If the allegations about the robo-call controversy turn out to be true:

  • What does this mean for Canada and the electoral process?

Quite aside from the allegations of deliberately deceiving citizens to depress voter turnout -- a serious claim -- one worry is that issues of this sort feed public cynicism about the political process. Citizens need to be confident about the performance of their institutions; they have a right to expect that.

  • You’ve worked to bring fair elections to post-conflict regions around the world. What changes will Canada have to make to ensure future elections are fair?

Yes, I’ve worked on cases of election fraud for about the last 18 years in various elections around the world. Determinations about the “fairness and freeness” of elections turns out to be a fairly tricky business, particularly in deeply divided post-conflict situations.
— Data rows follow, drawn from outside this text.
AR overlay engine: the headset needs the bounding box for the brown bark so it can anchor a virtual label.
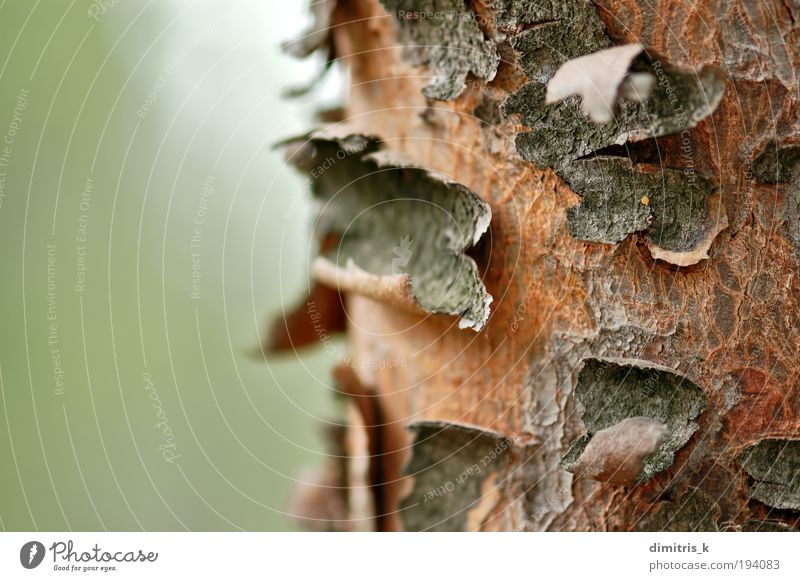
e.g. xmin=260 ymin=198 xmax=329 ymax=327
xmin=280 ymin=0 xmax=800 ymax=530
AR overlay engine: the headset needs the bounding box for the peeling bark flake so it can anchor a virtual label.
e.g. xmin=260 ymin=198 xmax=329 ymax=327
xmin=381 ymin=0 xmax=500 ymax=101
xmin=738 ymin=439 xmax=800 ymax=510
xmin=282 ymin=131 xmax=492 ymax=331
xmin=562 ymin=359 xmax=706 ymax=481
xmin=401 ymin=421 xmax=512 ymax=531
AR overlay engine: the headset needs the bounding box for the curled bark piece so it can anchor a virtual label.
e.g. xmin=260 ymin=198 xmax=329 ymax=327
xmin=647 ymin=194 xmax=728 ymax=266
xmin=561 ymin=359 xmax=706 ymax=481
xmin=401 ymin=421 xmax=512 ymax=531
xmin=503 ymin=56 xmax=725 ymax=174
xmin=288 ymin=131 xmax=492 ymax=331
xmin=563 ymin=157 xmax=726 ymax=255
xmin=545 ymin=44 xmax=655 ymax=123
xmin=381 ymin=0 xmax=500 ymax=101
xmin=261 ymin=283 xmax=347 ymax=356
xmin=568 ymin=417 xmax=668 ymax=486
xmin=738 ymin=438 xmax=800 ymax=510
xmin=753 ymin=142 xmax=800 ymax=184
xmin=281 ymin=0 xmax=338 ymax=99
xmin=311 ymin=256 xmax=426 ymax=314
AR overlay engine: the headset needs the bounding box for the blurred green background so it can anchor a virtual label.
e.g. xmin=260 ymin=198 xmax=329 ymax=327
xmin=0 ymin=0 xmax=338 ymax=530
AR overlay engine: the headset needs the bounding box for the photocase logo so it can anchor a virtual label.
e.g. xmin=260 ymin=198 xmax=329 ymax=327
xmin=19 ymin=541 xmax=45 ymax=569
xmin=392 ymin=234 xmax=413 ymax=274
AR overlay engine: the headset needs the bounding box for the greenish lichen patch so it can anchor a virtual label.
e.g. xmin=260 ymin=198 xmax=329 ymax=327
xmin=738 ymin=439 xmax=800 ymax=510
xmin=400 ymin=421 xmax=512 ymax=531
xmin=282 ymin=132 xmax=492 ymax=330
xmin=381 ymin=0 xmax=500 ymax=101
xmin=495 ymin=0 xmax=603 ymax=32
xmin=753 ymin=143 xmax=800 ymax=184
xmin=511 ymin=9 xmax=611 ymax=83
xmin=562 ymin=359 xmax=706 ymax=481
xmin=561 ymin=157 xmax=716 ymax=252
xmin=742 ymin=519 xmax=800 ymax=533
xmin=503 ymin=65 xmax=725 ymax=173
xmin=643 ymin=486 xmax=722 ymax=532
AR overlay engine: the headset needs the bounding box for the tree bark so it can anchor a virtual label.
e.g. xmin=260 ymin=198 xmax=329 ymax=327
xmin=281 ymin=0 xmax=800 ymax=531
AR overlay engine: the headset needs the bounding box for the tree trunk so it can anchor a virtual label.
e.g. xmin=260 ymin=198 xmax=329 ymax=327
xmin=276 ymin=0 xmax=800 ymax=531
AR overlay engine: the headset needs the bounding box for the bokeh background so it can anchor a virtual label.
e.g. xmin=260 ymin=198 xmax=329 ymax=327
xmin=0 ymin=0 xmax=341 ymax=530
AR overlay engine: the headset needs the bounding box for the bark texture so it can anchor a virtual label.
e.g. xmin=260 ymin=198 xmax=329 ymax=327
xmin=275 ymin=0 xmax=800 ymax=531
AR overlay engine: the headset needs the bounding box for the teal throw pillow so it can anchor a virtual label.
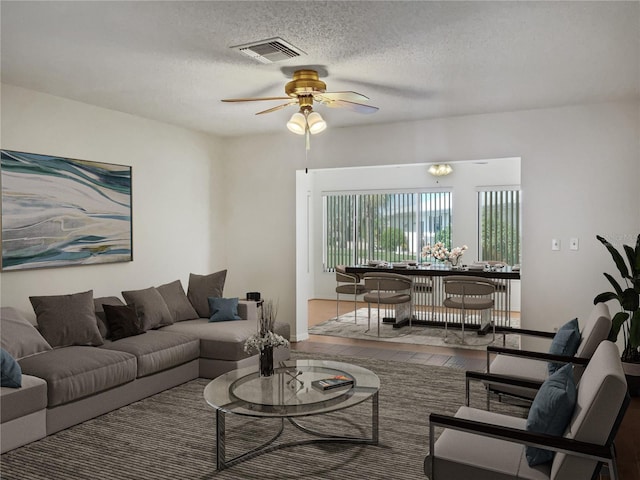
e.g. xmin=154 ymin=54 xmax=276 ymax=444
xmin=207 ymin=297 xmax=242 ymax=322
xmin=0 ymin=348 xmax=22 ymax=388
xmin=547 ymin=318 xmax=581 ymax=375
xmin=525 ymin=363 xmax=577 ymax=467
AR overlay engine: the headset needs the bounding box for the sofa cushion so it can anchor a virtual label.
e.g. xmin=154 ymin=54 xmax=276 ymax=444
xmin=208 ymin=297 xmax=242 ymax=322
xmin=0 ymin=375 xmax=47 ymax=423
xmin=0 ymin=307 xmax=51 ymax=360
xmin=162 ymin=318 xmax=290 ymax=361
xmin=103 ymin=304 xmax=144 ymax=341
xmin=93 ymin=297 xmax=124 ymax=338
xmin=548 ymin=318 xmax=580 ymax=375
xmin=525 ymin=363 xmax=577 ymax=467
xmin=122 ymin=287 xmax=173 ymax=330
xmin=101 ymin=330 xmax=200 ymax=377
xmin=29 ymin=290 xmax=102 ymax=348
xmin=187 ymin=270 xmax=227 ymax=318
xmin=156 ymin=280 xmax=198 ymax=322
xmin=19 ymin=346 xmax=137 ymax=407
xmin=0 ymin=348 xmax=22 ymax=388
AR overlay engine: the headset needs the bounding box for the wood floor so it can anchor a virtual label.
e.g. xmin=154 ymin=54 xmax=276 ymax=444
xmin=291 ymin=300 xmax=640 ymax=480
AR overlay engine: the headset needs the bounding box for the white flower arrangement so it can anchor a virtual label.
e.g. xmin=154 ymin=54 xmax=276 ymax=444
xmin=244 ymin=300 xmax=289 ymax=353
xmin=421 ymin=242 xmax=469 ymax=265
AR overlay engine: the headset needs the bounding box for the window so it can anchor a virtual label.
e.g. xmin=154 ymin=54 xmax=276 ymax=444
xmin=478 ymin=188 xmax=521 ymax=265
xmin=322 ymin=191 xmax=452 ymax=271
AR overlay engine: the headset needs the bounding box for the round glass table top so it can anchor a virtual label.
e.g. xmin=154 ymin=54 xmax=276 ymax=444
xmin=204 ymin=360 xmax=380 ymax=417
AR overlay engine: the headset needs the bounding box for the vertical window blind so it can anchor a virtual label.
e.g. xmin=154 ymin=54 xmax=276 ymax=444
xmin=322 ymin=191 xmax=451 ymax=271
xmin=478 ymin=189 xmax=521 ymax=265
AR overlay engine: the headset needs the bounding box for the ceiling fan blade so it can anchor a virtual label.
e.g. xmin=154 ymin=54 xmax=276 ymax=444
xmin=256 ymin=101 xmax=298 ymax=115
xmin=221 ymin=97 xmax=291 ymax=102
xmin=323 ymin=100 xmax=379 ymax=113
xmin=315 ymin=92 xmax=369 ymax=102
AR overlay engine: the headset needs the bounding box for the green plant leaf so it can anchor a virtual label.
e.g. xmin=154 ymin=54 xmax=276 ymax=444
xmin=624 ymin=245 xmax=638 ymax=284
xmin=593 ymin=292 xmax=619 ymax=305
xmin=629 ymin=310 xmax=640 ymax=348
xmin=603 ymin=273 xmax=622 ymax=302
xmin=607 ymin=312 xmax=629 ymax=342
xmin=596 ymin=235 xmax=629 ymax=278
xmin=620 ymin=288 xmax=640 ymax=312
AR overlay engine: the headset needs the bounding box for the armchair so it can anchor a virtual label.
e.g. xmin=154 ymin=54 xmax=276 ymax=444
xmin=424 ymin=341 xmax=630 ymax=480
xmin=466 ymin=303 xmax=611 ymax=410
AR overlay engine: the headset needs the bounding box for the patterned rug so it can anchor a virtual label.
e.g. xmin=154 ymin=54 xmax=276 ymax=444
xmin=0 ymin=352 xmax=523 ymax=480
xmin=309 ymin=308 xmax=520 ymax=349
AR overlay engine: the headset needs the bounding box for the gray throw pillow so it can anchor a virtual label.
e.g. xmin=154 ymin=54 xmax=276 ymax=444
xmin=93 ymin=297 xmax=124 ymax=338
xmin=156 ymin=280 xmax=198 ymax=322
xmin=122 ymin=287 xmax=173 ymax=331
xmin=187 ymin=270 xmax=227 ymax=318
xmin=29 ymin=290 xmax=104 ymax=348
xmin=0 ymin=307 xmax=51 ymax=360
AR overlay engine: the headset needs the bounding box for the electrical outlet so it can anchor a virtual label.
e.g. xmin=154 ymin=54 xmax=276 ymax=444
xmin=569 ymin=237 xmax=579 ymax=250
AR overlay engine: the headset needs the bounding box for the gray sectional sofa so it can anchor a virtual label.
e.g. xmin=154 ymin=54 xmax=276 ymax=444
xmin=0 ymin=274 xmax=290 ymax=453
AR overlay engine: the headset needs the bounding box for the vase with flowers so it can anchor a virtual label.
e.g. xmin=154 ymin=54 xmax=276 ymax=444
xmin=421 ymin=242 xmax=469 ymax=268
xmin=244 ymin=300 xmax=289 ymax=377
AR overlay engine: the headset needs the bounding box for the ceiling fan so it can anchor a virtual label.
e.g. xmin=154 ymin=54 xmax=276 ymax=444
xmin=222 ymin=70 xmax=378 ymax=135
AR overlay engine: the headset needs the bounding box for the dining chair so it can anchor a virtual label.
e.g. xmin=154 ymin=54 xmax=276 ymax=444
xmin=363 ymin=272 xmax=413 ymax=336
xmin=424 ymin=341 xmax=630 ymax=480
xmin=336 ymin=265 xmax=366 ymax=323
xmin=466 ymin=303 xmax=611 ymax=410
xmin=442 ymin=275 xmax=496 ymax=343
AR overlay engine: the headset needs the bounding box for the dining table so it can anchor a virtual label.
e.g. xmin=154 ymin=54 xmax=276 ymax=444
xmin=345 ymin=262 xmax=520 ymax=334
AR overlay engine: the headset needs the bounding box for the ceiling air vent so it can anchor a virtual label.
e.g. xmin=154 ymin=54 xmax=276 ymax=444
xmin=231 ymin=37 xmax=305 ymax=63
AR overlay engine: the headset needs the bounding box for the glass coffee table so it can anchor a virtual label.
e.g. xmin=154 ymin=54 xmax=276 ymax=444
xmin=204 ymin=360 xmax=380 ymax=470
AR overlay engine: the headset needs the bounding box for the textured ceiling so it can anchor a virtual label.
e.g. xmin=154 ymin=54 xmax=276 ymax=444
xmin=0 ymin=1 xmax=640 ymax=135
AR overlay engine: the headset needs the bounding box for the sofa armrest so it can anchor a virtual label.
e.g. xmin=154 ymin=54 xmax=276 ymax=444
xmin=238 ymin=300 xmax=258 ymax=322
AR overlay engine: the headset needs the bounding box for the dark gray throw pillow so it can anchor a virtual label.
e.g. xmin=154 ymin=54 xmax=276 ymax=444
xmin=102 ymin=304 xmax=144 ymax=342
xmin=122 ymin=287 xmax=173 ymax=330
xmin=29 ymin=290 xmax=104 ymax=348
xmin=93 ymin=297 xmax=124 ymax=338
xmin=156 ymin=280 xmax=198 ymax=322
xmin=187 ymin=270 xmax=227 ymax=318
xmin=0 ymin=307 xmax=51 ymax=360
xmin=0 ymin=348 xmax=22 ymax=388
xmin=208 ymin=297 xmax=242 ymax=322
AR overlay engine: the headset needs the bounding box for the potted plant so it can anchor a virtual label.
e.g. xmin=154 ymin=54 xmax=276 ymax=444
xmin=593 ymin=235 xmax=640 ymax=395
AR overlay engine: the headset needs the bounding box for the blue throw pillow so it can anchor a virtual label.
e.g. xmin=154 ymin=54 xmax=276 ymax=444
xmin=0 ymin=348 xmax=22 ymax=388
xmin=525 ymin=363 xmax=577 ymax=467
xmin=547 ymin=318 xmax=581 ymax=375
xmin=207 ymin=297 xmax=242 ymax=322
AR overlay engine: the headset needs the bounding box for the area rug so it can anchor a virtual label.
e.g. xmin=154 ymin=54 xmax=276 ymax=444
xmin=309 ymin=308 xmax=520 ymax=349
xmin=0 ymin=352 xmax=522 ymax=480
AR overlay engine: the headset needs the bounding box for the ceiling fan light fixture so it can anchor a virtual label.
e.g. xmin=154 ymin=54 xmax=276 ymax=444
xmin=287 ymin=112 xmax=307 ymax=135
xmin=307 ymin=112 xmax=327 ymax=135
xmin=429 ymin=163 xmax=453 ymax=177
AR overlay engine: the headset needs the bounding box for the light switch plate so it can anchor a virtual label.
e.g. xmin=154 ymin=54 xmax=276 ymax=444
xmin=569 ymin=237 xmax=579 ymax=250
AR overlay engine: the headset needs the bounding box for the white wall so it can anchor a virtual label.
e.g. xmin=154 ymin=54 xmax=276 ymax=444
xmin=0 ymin=85 xmax=233 ymax=317
xmin=225 ymin=102 xmax=640 ymax=338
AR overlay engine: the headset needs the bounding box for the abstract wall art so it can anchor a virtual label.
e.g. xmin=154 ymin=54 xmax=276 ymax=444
xmin=0 ymin=150 xmax=133 ymax=271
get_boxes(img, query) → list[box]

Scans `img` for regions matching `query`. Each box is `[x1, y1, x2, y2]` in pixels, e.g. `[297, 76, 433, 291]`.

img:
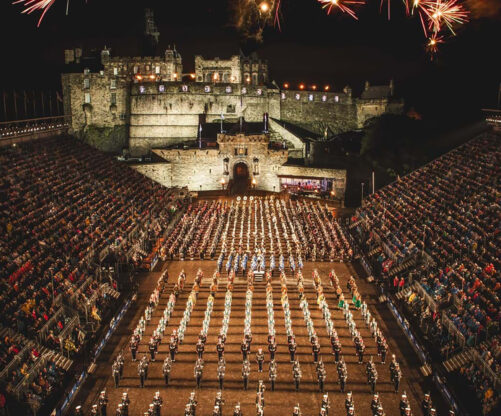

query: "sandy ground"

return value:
[73, 261, 438, 416]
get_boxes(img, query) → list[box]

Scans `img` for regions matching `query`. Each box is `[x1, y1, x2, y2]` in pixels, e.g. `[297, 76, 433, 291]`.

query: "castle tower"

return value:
[143, 9, 160, 56]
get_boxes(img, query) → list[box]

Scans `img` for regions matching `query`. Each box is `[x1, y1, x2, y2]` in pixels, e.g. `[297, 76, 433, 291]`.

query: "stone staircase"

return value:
[444, 348, 473, 372]
[39, 346, 73, 371]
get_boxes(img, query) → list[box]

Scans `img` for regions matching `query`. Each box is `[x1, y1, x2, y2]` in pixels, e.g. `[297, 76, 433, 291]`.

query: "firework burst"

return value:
[318, 0, 364, 20]
[426, 33, 444, 60]
[424, 0, 468, 35]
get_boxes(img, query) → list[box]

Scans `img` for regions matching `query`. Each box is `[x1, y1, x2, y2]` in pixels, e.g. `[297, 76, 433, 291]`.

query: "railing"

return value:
[472, 350, 501, 393]
[413, 282, 438, 312]
[0, 116, 71, 144]
[442, 311, 466, 348]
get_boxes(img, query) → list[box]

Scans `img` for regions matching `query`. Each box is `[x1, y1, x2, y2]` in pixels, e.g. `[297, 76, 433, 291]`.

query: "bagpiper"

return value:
[97, 390, 108, 416]
[390, 362, 402, 393]
[152, 391, 163, 416]
[162, 356, 172, 386]
[292, 361, 303, 391]
[214, 391, 224, 416]
[256, 348, 264, 373]
[269, 360, 277, 391]
[111, 361, 120, 387]
[322, 393, 331, 415]
[344, 391, 355, 414]
[121, 391, 130, 416]
[217, 360, 226, 390]
[188, 391, 198, 416]
[233, 402, 243, 416]
[337, 358, 348, 393]
[242, 360, 250, 390]
[194, 360, 204, 389]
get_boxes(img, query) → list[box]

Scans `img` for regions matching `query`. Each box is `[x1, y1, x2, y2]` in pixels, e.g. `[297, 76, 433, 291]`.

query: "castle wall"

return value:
[280, 91, 357, 135]
[129, 83, 279, 154]
[131, 162, 172, 187]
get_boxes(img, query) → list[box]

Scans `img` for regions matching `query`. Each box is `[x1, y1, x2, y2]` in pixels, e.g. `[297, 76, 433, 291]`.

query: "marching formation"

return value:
[161, 197, 353, 264]
[74, 269, 426, 416]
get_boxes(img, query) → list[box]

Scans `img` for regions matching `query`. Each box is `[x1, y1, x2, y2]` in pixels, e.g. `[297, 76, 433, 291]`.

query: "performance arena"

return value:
[0, 132, 501, 416]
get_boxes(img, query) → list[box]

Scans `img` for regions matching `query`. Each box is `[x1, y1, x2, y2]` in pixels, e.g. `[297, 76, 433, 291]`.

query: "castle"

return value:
[62, 42, 403, 196]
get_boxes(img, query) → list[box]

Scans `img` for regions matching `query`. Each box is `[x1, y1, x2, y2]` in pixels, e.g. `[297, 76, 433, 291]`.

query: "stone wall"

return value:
[129, 83, 279, 154]
[62, 73, 130, 153]
[280, 91, 357, 135]
[277, 165, 346, 199]
[131, 162, 172, 187]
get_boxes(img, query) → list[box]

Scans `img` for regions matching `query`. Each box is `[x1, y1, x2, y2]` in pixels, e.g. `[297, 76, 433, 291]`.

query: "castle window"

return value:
[235, 147, 247, 156]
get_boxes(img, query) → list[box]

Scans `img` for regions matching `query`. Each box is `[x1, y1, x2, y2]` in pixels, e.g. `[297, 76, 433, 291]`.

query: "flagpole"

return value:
[2, 91, 7, 121]
[12, 90, 17, 120]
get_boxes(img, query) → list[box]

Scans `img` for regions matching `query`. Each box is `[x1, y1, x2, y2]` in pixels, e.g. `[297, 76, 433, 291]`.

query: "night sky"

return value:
[0, 0, 501, 123]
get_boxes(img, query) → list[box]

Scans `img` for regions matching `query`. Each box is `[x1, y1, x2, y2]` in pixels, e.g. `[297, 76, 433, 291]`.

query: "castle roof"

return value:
[361, 85, 391, 100]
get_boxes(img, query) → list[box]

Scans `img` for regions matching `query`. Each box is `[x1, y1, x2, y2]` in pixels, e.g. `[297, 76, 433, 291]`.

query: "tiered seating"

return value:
[0, 138, 187, 409]
[353, 133, 501, 412]
[162, 198, 353, 265]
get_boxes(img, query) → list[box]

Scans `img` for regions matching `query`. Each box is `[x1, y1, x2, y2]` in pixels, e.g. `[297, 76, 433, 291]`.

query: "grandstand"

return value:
[0, 132, 501, 416]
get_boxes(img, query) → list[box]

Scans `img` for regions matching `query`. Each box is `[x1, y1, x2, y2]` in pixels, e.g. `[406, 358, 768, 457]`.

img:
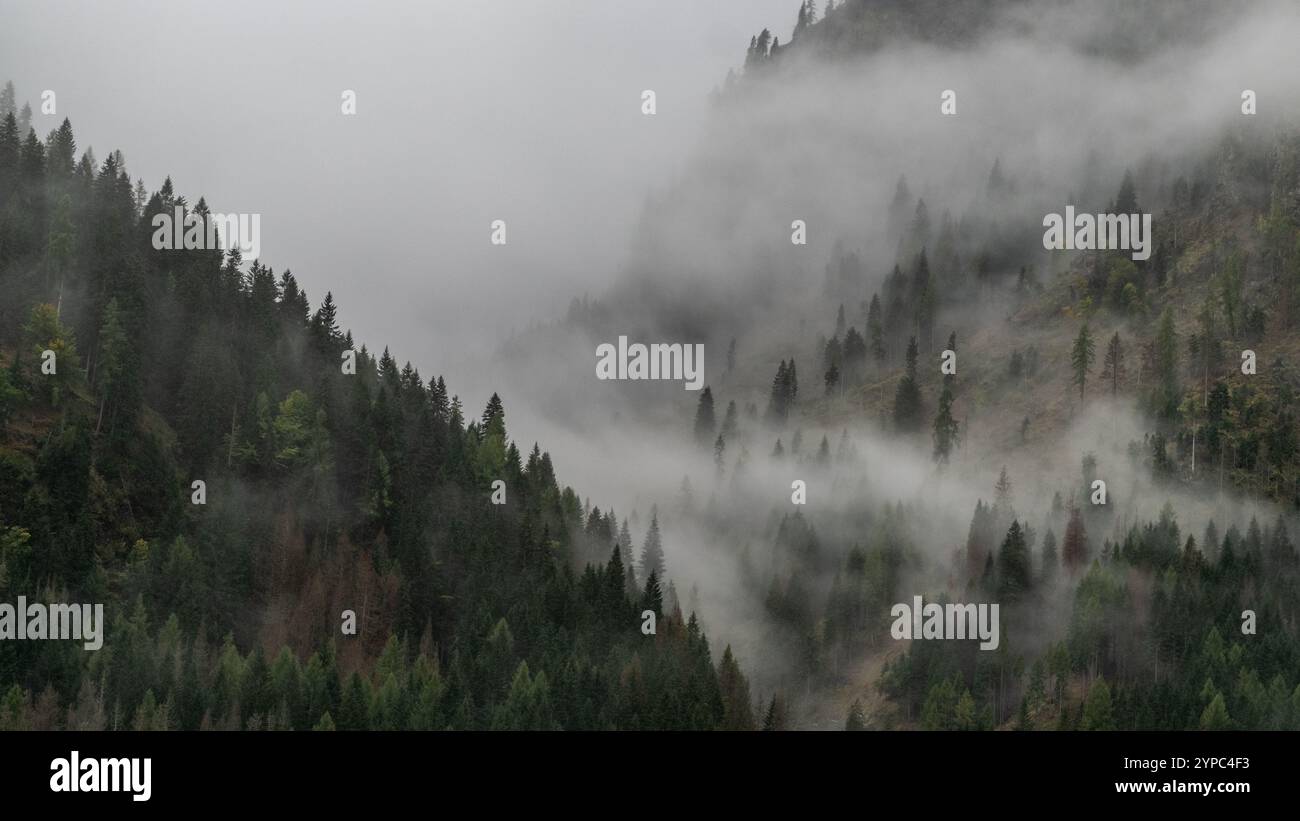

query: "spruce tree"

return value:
[1070, 322, 1097, 399]
[893, 336, 922, 434]
[696, 385, 718, 447]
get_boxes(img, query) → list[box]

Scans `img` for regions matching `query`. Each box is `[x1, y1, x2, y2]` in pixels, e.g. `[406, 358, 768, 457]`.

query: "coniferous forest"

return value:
[0, 0, 1300, 730]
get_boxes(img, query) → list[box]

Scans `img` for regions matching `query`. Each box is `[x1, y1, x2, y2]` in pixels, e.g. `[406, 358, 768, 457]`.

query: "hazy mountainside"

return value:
[751, 0, 1248, 61]
[0, 86, 759, 729]
[483, 0, 1300, 729]
[0, 0, 1300, 729]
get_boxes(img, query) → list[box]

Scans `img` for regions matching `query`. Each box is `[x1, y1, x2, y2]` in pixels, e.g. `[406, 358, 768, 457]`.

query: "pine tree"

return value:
[1152, 308, 1182, 416]
[696, 385, 718, 447]
[997, 521, 1032, 601]
[641, 508, 664, 577]
[1110, 171, 1141, 214]
[1039, 529, 1061, 582]
[844, 699, 867, 733]
[993, 465, 1011, 516]
[1061, 505, 1088, 573]
[1079, 678, 1115, 730]
[935, 382, 958, 465]
[718, 644, 754, 730]
[867, 294, 885, 365]
[1070, 322, 1097, 399]
[893, 336, 922, 433]
[640, 570, 663, 618]
[1101, 331, 1125, 396]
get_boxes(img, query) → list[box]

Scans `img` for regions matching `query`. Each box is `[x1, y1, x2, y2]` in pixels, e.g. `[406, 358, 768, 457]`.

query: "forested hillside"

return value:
[0, 84, 772, 730]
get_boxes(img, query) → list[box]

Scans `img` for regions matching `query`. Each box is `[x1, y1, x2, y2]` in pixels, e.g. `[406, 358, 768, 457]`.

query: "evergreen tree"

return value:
[696, 385, 718, 447]
[1101, 331, 1125, 396]
[1070, 322, 1097, 399]
[641, 508, 664, 577]
[893, 336, 922, 433]
[997, 521, 1032, 601]
[935, 383, 958, 465]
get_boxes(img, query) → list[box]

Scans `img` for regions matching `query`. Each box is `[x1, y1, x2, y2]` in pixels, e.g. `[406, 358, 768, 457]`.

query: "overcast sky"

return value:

In those settings it is routine almost for parties who lose elections to call “foul play.” But demonstrating foul play beyond “reasonable doubt,” as it were, is hard to do. One problem is that people seem to have some sort of error free, ideal election in their heads and they want to interpret any deviation from that ideal as some sort of evidence of foul play.

Often, it is not. No election in any country has ever been completely error free.

The fact is that human beings make mistakes. Not all election officials are well trained. People administering elections get sick, or don’t show up to the right polling station. These “errors” are not prima facie evidence of foul play.

Deciphering whether there are real problems entails sorting through different kinds of irregularities. Were the irregularities “random,” indicating straightforward human error? Or were they systematic?

If systematic, did the corpus of “errors” work to the benefit of one political party over the others? Did the cumulative effect of these errors have a material impact on the outcome of the election? And these issues aren’t limited to Election Day activities.

Various kinds of foul play can be set in motion months before Election Day. This is why we look at the role of the media, probe human rights violations, investigate reports of intimidation, audit voter registration lists, investigate campaign spending and finance and so on.

To be sure, Canadian elections are not entirely free from errors, but we typically do not face those kinds of problems that, sadly, are common throughout much of the world.

  • What are the anticipated consequences for the person or persons involved?

We won’t know that for some time, I expect.

  • What will likely happen to the election results of the ridings in question?

That, too, is an open question. Once the facts are established, all of this will become clearer.